Network Event-Based Evaluation¶
WebArena-Verified evaluates web agents by analyzing network events extracted from HTTP Archive (HAR) format traces captured during task execution. This approach validates agent behavior at the network level—examining navigation URLs, HTTP Referer headers, and status codes—rather than relying on fragile DOM-based assertions. By focusing on the actual HTTP interactions that occur when agents browse the web, WebArena-Verified provides stable, maintainable evaluation that is resilient to UI changes.
What are HAR Files?¶
HAR (HTTP Archive) is a JSON-based format that logs all HTTP requests and responses made by a web browser during a session. HAR files capture:
- Request URLs and HTTP methods (GET, POST, etc.)
- Request and response headers (including HTTP Referer headers and content types)
- HTTP status codes (200 OK, 404 Not Found, etc.)

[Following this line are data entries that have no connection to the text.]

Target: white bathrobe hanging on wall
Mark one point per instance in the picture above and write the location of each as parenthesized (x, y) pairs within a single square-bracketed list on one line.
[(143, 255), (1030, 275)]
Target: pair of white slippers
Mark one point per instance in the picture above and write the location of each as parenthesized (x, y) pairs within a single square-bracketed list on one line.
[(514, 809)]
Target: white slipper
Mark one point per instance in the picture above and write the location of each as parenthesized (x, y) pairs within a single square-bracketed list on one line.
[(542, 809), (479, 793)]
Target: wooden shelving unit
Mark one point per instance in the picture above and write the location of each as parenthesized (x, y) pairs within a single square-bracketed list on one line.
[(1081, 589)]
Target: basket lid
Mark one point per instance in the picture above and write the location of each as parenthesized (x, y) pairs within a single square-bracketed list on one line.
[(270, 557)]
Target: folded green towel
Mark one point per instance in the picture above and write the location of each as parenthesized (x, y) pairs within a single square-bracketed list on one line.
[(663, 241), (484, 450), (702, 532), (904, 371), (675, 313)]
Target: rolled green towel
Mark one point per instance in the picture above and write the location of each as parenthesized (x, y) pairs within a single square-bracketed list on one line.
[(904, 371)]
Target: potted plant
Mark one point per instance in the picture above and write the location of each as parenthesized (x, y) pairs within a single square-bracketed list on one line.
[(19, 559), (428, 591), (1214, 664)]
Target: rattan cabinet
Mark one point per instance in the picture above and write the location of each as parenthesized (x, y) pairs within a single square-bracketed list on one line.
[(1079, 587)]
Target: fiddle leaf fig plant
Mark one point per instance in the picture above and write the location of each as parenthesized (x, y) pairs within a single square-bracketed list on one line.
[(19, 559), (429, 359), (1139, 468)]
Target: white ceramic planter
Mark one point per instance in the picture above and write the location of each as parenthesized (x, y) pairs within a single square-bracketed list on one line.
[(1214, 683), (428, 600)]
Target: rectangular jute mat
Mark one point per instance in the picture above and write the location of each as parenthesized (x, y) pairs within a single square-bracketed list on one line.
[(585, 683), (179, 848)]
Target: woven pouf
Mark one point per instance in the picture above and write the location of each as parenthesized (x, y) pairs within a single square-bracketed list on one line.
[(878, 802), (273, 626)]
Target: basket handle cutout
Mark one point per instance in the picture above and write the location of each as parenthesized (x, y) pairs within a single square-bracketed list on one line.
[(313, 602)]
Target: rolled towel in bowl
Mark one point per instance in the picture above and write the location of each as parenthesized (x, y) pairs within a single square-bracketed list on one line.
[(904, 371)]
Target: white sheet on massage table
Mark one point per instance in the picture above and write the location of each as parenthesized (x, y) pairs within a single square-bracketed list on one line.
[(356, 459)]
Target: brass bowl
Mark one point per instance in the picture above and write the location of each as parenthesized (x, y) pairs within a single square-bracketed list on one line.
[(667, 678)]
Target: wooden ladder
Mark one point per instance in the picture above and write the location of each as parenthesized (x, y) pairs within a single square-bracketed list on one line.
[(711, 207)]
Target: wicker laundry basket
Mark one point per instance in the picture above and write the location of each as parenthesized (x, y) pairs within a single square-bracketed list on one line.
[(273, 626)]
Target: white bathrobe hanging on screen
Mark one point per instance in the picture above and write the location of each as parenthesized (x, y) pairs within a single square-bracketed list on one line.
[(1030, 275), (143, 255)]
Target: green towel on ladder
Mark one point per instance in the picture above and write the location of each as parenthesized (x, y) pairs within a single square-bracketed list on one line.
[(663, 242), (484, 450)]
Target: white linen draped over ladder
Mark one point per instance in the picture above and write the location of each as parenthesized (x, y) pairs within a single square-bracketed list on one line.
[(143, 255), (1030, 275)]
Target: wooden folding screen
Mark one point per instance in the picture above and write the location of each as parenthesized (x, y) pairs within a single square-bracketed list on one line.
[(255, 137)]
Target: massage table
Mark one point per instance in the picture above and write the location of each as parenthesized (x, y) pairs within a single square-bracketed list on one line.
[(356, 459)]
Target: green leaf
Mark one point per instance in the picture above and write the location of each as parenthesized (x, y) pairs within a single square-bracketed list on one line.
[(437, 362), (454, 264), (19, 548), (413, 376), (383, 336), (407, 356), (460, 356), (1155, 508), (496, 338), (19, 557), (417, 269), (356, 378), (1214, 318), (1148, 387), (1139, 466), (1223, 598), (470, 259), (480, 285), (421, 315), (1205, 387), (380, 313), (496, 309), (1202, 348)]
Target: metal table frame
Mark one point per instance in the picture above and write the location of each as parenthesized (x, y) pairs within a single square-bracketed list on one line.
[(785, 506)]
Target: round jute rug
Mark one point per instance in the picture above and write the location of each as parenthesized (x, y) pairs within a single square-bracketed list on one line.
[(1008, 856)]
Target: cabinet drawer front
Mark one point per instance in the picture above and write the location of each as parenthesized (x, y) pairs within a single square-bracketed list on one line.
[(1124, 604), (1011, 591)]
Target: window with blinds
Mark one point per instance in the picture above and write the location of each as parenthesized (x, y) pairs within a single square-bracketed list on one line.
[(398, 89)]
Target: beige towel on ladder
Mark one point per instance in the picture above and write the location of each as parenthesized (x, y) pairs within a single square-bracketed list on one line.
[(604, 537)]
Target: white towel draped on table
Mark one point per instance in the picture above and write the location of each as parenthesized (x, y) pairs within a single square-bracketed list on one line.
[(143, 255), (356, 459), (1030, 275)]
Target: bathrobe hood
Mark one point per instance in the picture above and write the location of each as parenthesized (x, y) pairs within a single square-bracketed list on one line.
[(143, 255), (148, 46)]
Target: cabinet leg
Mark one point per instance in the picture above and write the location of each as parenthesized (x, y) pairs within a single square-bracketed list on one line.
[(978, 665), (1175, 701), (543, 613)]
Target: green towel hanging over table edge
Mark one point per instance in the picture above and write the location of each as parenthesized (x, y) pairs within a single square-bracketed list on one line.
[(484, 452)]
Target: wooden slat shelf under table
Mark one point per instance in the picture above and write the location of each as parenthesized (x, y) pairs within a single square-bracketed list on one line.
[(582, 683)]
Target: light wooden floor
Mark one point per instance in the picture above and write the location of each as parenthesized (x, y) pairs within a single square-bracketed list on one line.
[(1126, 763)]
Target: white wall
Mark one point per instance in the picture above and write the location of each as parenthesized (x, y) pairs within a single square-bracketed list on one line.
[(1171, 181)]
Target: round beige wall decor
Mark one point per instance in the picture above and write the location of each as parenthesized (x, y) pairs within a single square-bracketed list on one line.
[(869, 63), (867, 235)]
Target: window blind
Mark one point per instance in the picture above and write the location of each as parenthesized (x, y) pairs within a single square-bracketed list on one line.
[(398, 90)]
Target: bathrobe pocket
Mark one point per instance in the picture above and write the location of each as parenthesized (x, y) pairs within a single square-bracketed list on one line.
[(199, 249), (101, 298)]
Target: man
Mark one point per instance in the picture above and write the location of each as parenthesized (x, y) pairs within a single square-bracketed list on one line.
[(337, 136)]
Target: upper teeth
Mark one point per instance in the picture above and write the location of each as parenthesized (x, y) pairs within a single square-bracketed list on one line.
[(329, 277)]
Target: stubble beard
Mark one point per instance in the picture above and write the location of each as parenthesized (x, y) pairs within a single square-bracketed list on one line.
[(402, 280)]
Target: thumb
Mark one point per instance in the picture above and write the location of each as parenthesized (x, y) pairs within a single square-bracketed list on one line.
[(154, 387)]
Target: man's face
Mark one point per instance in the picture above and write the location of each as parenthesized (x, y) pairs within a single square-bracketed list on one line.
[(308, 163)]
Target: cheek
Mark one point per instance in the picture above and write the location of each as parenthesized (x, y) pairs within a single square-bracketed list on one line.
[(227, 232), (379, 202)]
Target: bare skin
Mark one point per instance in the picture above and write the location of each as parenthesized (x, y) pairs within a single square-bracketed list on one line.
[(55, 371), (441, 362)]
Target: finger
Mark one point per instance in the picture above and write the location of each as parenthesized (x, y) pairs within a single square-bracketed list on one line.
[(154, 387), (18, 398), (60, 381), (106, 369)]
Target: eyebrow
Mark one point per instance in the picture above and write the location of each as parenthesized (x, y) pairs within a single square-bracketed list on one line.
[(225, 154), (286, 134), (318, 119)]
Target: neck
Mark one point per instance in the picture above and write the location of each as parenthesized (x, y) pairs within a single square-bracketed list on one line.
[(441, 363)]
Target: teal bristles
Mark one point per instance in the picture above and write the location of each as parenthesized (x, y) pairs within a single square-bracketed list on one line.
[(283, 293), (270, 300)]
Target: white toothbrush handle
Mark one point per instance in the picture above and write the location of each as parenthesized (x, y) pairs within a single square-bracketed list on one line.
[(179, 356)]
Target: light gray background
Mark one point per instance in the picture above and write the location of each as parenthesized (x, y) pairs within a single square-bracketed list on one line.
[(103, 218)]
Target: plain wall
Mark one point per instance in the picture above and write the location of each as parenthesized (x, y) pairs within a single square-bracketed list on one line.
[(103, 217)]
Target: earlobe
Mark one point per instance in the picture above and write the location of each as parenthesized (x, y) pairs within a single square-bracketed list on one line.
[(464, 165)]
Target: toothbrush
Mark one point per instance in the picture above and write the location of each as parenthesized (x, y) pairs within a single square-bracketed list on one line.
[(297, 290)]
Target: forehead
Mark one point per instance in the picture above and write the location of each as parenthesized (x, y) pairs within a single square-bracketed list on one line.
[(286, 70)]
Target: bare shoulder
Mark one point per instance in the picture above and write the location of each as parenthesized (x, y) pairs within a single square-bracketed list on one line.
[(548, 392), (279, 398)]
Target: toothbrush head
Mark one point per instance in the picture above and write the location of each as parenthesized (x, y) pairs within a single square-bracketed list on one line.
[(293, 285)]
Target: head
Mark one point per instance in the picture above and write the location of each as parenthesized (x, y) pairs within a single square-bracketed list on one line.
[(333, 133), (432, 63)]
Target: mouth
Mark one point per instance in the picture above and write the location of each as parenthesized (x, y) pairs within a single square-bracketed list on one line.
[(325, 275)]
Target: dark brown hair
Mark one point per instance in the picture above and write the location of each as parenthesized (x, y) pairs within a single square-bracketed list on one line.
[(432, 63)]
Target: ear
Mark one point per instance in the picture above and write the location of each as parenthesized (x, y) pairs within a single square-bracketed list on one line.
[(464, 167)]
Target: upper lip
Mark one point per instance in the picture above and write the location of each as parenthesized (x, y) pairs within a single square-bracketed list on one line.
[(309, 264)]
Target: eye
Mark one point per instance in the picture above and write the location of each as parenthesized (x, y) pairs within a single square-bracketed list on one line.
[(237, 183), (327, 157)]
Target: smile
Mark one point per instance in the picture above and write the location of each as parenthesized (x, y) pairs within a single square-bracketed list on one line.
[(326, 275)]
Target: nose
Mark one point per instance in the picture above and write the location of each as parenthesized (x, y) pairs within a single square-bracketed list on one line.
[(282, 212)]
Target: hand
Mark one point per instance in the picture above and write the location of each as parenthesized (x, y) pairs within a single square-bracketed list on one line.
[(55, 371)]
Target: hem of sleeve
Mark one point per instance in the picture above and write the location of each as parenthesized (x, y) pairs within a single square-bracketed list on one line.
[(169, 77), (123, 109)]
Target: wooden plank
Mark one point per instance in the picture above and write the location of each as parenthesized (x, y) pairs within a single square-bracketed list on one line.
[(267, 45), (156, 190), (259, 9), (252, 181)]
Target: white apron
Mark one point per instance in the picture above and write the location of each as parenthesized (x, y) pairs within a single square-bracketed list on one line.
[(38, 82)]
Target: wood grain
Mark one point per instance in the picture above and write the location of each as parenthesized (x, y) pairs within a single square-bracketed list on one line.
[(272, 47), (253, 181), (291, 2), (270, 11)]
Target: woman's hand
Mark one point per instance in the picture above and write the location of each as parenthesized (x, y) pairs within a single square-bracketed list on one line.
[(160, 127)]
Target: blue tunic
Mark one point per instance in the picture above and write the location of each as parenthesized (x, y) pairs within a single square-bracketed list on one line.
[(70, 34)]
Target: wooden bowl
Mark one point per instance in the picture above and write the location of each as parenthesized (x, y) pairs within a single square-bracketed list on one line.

- Response bodies and timing information
- Network redirects and navigation events
In WebArena-Verified, we extract network traces from browser automation tools (like Playwright) and convert them to a structured format for validation.
Comparison of Evaluation Methods¶
WebArena-Verified uses network trace validation instead of traditional DOM-based approaches. This shift provides significant advantages in stability and maintainability.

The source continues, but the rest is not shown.